Open RizzoV opened 1 year ago
@RizzoV thank you for your detailed feedback. I will forward this to the team. Very much appreciated!
Thank you @RizzoV . These kinds of detailed reports help us a lot!
@lloan @groovecoder glad the feedback is found valuable, I hope it can help improve the service and fix this flaw!
The word "abonnement" means subscription and is French, but present as a loanword in other languges. First one on the list is "abbo" and "abo".
It is thoughtless to apply this list without informing the user, and very Anglo-centric.
Either inform the user or even better don't use this list.
Reporting this issue as it has been the single service-breaking flaw that made me, an ex paying user, switch to another service. The problem started when multiple services for which I registered an account using a Firefox Relay-aliased address were not able to ever contact me. The aliases I created when registering were composed like so:
<service_related_string>@<custom_domain>.mozmail.com
.I did not explicitly create the aliases from Relay's dashboard, instead I directly typed the new aliases during the registration process for these services, as this convenience is explicitly offered for paying users. As I said, some of the services for which I followed this procedure were never able to contact me, making me lose any control on these accounts management, online purchases traceability, customer support, etc.

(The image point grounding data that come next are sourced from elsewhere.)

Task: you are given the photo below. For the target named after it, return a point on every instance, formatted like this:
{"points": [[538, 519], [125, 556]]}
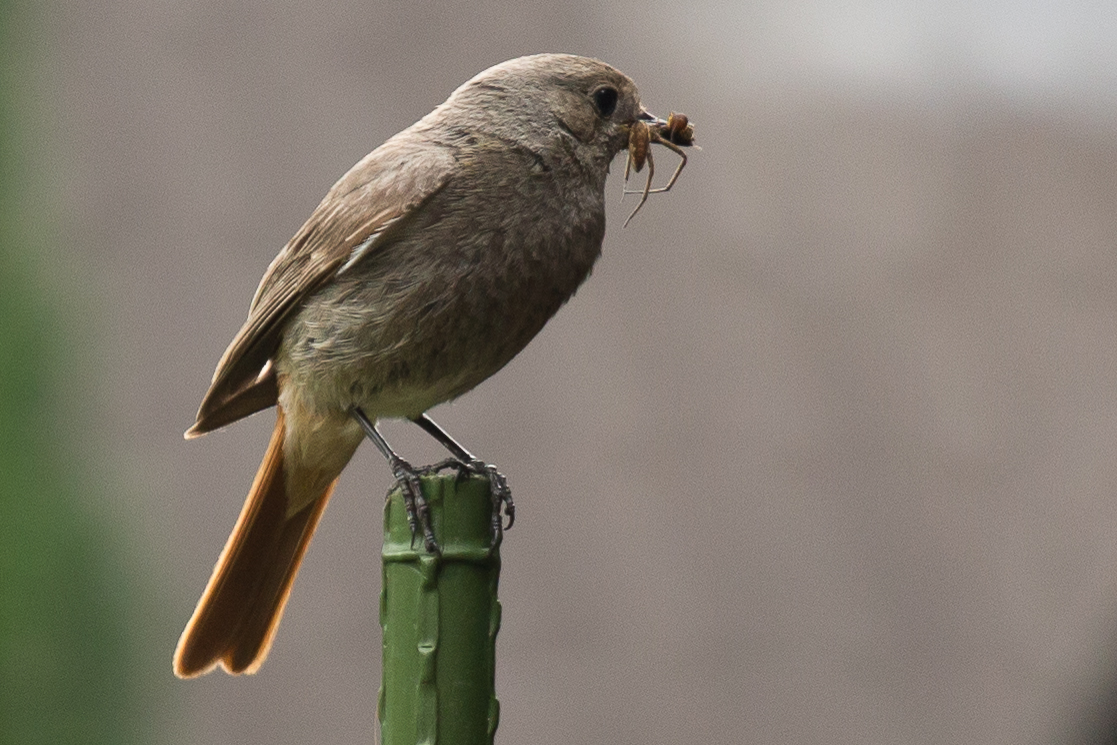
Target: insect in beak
{"points": [[675, 133]]}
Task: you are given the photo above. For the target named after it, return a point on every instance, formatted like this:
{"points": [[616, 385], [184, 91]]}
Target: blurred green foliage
{"points": [[65, 648]]}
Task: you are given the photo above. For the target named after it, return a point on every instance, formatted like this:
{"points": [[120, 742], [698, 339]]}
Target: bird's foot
{"points": [[498, 489], [407, 478]]}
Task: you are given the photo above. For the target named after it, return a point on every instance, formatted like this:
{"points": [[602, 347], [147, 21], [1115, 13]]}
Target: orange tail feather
{"points": [[239, 612]]}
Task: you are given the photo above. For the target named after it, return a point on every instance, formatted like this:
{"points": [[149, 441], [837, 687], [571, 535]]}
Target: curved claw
{"points": [[503, 506], [416, 504]]}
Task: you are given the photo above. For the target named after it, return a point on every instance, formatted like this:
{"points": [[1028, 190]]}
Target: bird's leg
{"points": [[466, 462], [407, 476]]}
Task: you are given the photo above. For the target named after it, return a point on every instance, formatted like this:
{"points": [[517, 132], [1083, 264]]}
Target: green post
{"points": [[439, 617]]}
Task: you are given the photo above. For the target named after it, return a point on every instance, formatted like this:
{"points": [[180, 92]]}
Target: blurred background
{"points": [[826, 450]]}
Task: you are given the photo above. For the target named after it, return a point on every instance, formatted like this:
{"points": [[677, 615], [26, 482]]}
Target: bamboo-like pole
{"points": [[440, 617]]}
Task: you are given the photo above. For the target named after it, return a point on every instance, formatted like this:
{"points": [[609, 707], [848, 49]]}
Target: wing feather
{"points": [[363, 210]]}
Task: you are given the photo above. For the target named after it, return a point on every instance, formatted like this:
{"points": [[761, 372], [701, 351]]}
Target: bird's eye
{"points": [[604, 101]]}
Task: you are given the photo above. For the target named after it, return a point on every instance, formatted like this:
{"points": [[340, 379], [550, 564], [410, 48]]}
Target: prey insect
{"points": [[672, 133]]}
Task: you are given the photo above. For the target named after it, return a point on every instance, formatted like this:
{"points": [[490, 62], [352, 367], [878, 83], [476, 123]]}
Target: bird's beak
{"points": [[650, 118]]}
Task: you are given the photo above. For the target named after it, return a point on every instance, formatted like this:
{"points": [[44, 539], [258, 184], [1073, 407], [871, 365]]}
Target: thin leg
{"points": [[466, 461], [408, 478], [647, 189]]}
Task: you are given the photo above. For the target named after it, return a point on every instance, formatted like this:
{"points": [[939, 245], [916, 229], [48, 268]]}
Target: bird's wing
{"points": [[362, 211]]}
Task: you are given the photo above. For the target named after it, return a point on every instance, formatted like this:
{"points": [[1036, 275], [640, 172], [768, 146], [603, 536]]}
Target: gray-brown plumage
{"points": [[425, 269]]}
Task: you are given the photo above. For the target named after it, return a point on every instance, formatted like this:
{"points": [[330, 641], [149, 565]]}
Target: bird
{"points": [[425, 269]]}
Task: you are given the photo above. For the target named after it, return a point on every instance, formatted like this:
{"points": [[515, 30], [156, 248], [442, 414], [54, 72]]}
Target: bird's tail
{"points": [[239, 612]]}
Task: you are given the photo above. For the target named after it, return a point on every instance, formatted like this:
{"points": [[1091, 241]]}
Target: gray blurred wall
{"points": [[824, 450]]}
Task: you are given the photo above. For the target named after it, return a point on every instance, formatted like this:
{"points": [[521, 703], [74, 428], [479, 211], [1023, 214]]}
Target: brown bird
{"points": [[425, 269]]}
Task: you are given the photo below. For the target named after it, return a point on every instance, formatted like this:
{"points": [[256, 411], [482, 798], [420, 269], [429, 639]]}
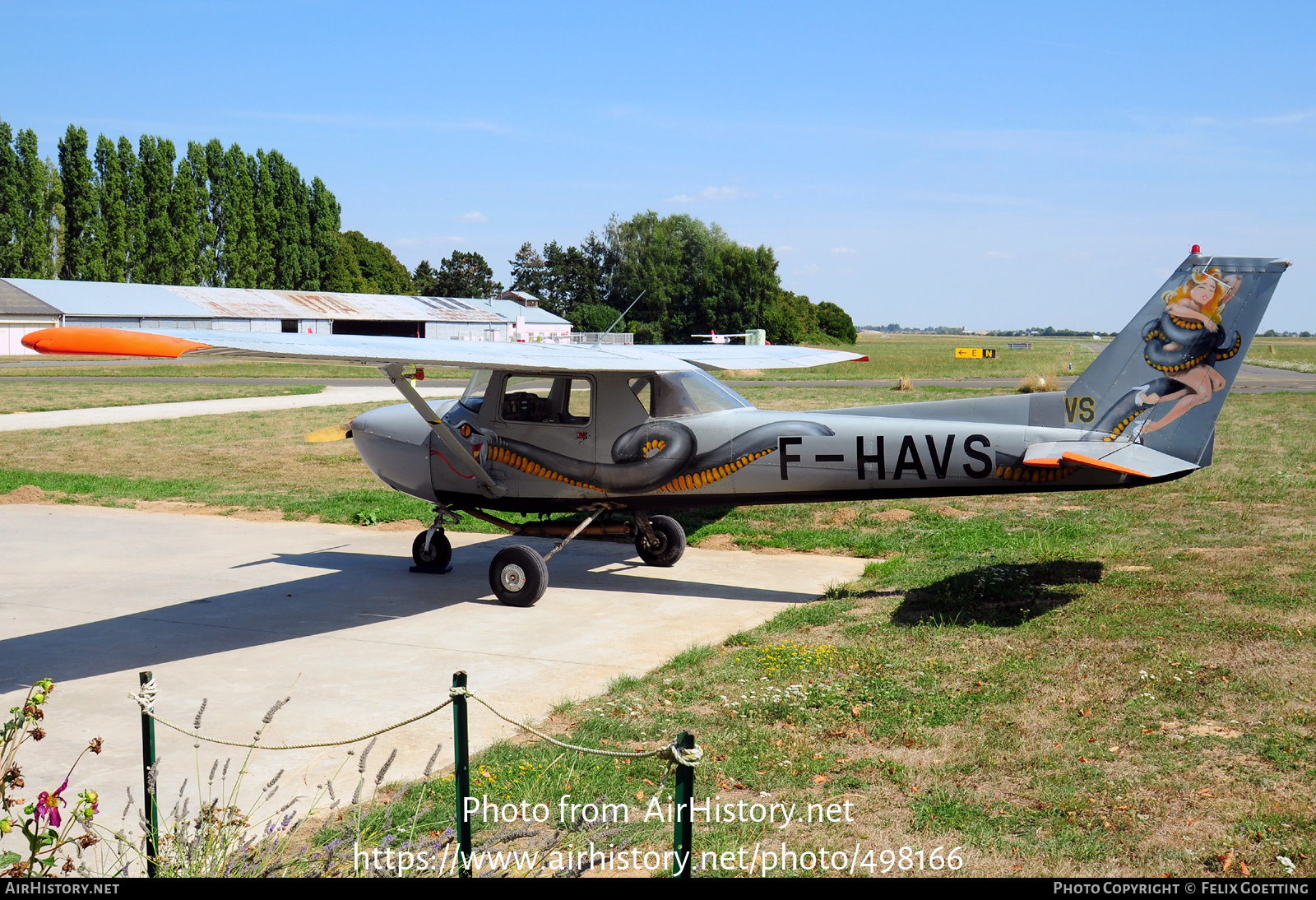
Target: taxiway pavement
{"points": [[243, 614]]}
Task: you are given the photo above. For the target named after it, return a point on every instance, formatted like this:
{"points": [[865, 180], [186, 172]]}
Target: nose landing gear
{"points": [[519, 575]]}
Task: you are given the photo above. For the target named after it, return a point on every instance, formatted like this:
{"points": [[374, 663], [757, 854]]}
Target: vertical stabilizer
{"points": [[1164, 379]]}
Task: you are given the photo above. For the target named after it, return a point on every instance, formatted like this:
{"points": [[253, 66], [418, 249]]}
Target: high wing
{"points": [[392, 350]]}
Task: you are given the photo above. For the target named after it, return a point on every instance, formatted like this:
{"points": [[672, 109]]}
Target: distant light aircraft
{"points": [[714, 337], [609, 430]]}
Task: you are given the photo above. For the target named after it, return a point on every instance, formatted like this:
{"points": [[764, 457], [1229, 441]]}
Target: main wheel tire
{"points": [[519, 575], [440, 550], [671, 542]]}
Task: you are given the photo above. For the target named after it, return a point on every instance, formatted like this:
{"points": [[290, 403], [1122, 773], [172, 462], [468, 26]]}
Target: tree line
{"points": [[223, 217], [683, 276], [211, 216]]}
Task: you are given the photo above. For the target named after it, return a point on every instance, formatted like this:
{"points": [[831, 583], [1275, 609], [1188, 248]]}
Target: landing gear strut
{"points": [[519, 575]]}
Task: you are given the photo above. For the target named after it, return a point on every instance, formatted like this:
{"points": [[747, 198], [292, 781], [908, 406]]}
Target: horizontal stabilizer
{"points": [[1116, 457]]}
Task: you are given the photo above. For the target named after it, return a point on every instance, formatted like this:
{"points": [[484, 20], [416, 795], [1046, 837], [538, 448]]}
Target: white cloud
{"points": [[440, 239], [721, 193], [724, 193], [1289, 118]]}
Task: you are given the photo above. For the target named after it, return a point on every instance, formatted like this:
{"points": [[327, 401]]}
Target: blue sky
{"points": [[991, 166]]}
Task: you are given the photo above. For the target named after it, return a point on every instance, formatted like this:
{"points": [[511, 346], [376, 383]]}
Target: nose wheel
{"points": [[660, 540], [432, 549], [519, 575]]}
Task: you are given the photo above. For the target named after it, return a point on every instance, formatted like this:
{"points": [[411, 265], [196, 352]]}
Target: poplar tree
{"points": [[8, 202], [135, 225], [202, 221], [82, 253], [155, 177], [39, 199], [182, 220], [114, 211]]}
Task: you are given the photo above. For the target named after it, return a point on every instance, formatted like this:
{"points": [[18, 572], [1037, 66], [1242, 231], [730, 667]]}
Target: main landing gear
{"points": [[519, 574]]}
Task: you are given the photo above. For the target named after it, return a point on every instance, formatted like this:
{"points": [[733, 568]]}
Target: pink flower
{"points": [[48, 805]]}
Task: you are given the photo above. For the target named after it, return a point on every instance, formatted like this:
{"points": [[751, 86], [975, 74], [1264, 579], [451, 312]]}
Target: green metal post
{"points": [[151, 812], [462, 772], [684, 831]]}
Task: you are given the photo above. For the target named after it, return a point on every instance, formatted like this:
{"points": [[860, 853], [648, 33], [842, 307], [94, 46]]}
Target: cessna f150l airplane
{"points": [[629, 429]]}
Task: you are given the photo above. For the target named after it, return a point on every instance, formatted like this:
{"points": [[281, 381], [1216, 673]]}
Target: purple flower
{"points": [[49, 805]]}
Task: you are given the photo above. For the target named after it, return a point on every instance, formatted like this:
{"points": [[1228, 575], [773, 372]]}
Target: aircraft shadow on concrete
{"points": [[1000, 596], [364, 588]]}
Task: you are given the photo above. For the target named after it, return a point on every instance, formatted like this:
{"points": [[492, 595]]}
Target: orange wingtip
{"points": [[1102, 463], [109, 342]]}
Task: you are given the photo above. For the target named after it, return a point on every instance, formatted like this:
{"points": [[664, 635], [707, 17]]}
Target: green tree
{"points": [[381, 270], [526, 270], [10, 217], [466, 276], [836, 322], [326, 224], [344, 271], [425, 279], [112, 211], [155, 179], [39, 204], [182, 213], [82, 253], [206, 262], [135, 210]]}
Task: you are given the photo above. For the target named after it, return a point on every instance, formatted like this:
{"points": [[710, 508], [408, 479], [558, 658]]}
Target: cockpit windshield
{"points": [[690, 394], [474, 397]]}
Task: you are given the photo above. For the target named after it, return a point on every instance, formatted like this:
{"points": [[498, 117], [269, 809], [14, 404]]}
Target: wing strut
{"points": [[451, 440]]}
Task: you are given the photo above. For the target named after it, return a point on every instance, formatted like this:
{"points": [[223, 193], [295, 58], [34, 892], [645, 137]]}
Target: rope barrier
{"points": [[253, 745], [671, 754]]}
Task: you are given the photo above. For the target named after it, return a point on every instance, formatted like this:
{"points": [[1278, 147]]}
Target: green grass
{"points": [[1294, 355]]}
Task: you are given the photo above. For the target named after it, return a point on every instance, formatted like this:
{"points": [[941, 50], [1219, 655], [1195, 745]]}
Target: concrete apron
{"points": [[243, 614]]}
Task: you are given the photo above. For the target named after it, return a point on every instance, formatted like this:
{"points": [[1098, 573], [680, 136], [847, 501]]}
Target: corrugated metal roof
{"points": [[16, 302], [111, 299]]}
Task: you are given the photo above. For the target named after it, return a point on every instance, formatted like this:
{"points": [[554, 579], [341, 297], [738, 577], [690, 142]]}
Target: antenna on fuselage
{"points": [[599, 342]]}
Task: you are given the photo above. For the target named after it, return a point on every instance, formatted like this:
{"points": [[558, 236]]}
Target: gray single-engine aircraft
{"points": [[636, 429]]}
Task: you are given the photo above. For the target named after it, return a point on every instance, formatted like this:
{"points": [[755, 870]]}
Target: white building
{"points": [[28, 304]]}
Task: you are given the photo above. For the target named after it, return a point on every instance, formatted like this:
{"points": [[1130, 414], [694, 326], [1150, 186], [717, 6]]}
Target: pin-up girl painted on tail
{"points": [[1186, 342]]}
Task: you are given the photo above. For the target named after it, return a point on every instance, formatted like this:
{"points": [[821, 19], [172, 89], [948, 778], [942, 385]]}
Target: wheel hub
{"points": [[512, 578]]}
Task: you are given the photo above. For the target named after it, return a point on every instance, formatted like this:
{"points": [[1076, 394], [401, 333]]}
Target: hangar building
{"points": [[28, 304]]}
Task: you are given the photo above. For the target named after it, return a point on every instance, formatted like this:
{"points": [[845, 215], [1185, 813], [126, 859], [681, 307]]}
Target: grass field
{"points": [[1116, 683], [36, 397], [1296, 355]]}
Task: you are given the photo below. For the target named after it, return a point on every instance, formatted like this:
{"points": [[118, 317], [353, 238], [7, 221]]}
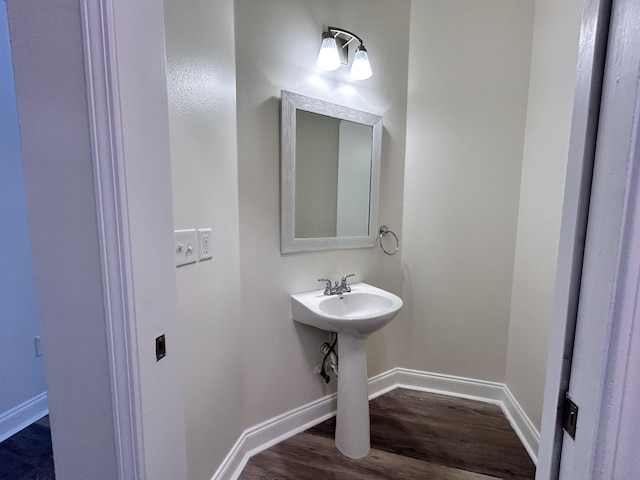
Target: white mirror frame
{"points": [[291, 103]]}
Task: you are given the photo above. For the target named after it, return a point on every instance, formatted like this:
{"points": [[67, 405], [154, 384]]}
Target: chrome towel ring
{"points": [[384, 230]]}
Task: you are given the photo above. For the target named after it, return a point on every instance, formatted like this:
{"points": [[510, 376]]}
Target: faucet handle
{"points": [[344, 279], [346, 287], [327, 287]]}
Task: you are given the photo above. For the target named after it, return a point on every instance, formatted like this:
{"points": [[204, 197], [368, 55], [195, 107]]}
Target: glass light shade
{"points": [[360, 68], [328, 57]]}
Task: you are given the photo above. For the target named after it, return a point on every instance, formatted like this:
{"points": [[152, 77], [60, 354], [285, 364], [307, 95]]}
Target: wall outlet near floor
{"points": [[185, 248], [204, 244], [161, 348]]}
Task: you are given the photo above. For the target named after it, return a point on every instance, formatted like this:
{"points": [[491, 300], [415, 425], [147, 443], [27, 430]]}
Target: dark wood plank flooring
{"points": [[28, 455], [414, 435]]}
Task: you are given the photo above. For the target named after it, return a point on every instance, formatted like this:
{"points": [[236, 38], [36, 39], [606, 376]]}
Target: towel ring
{"points": [[384, 230]]}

After many emails with Relay's customer service I figured out the problem was that the
<service_related_string>
field contained some substring considered as "badwords".Now, despite considering its actual usefulness quite limited if not close to null, I understand the good principle behind the "not allowing addresses containing offensive words" idea. However, I honestly think this represents a breaking flaw in Relay's functionality per how it is implemented, given the following points:
The badwords list contains many 2-3-4 chars words, which represent extremely common substrings in good words, both in English and in other languages. Checking only if the email address contains one of those (sub)strings without any additional management as it is done now is not sufficient and results in false positives.
One of the main features of Relay Premium is having a custom domain for which there's no need to create an alias before using it, as you can just register to websites entering a new alias with your custom domain. This results in the impossibility to warn a user if the inserted alias contains a substring which is considered a badword by Mozilla, hence that alias not working and the user getting his emails lost forever.
Relay does not warn the email sender on the impossibility to deliver a message to a badword-containing alias. The emails appear to be successfully sent to the aliased address, even if they are not. Again, this results in no warnings being triggered and the emails' content being lost forever, with both the sender and the (supposed) receiver being unaware of that.
I also noticed that the badwords list mostly contains English badwords, which is a naive approach to say the least. I am Italian, and can assure that even "long" badwords on that list are contained in (longer) Italian goodwords. This surely happens with many other languages. At the same time, I could write many non-English real badwords and get a working alias.
Given these points, I believe that Relay should either:
Avoid offering the possibility to create new aliases without explicitly creating and validating them through the dashboard or the browser extension - but this would be a convenient functionality paying used would be deprived of.
Improve notifications and aliases validation, warning users that they are receiving emails on invalid aliases and email senders that their emails were not successfully delivered.
Remove badwords checks completely: they are limited to a single language, rarely updated, incomplete, incorrect (e.g: 'africa' is a bad word?!), contain many short strings which can clearly cause lots of false positives, aliases validation is not managed properly and they cause service-breaking flaws that result in massive inconveniences for users, affecting other services too.
As I honestly liked the idea of using a paid Mozilla service, I truly hope this can be rethought.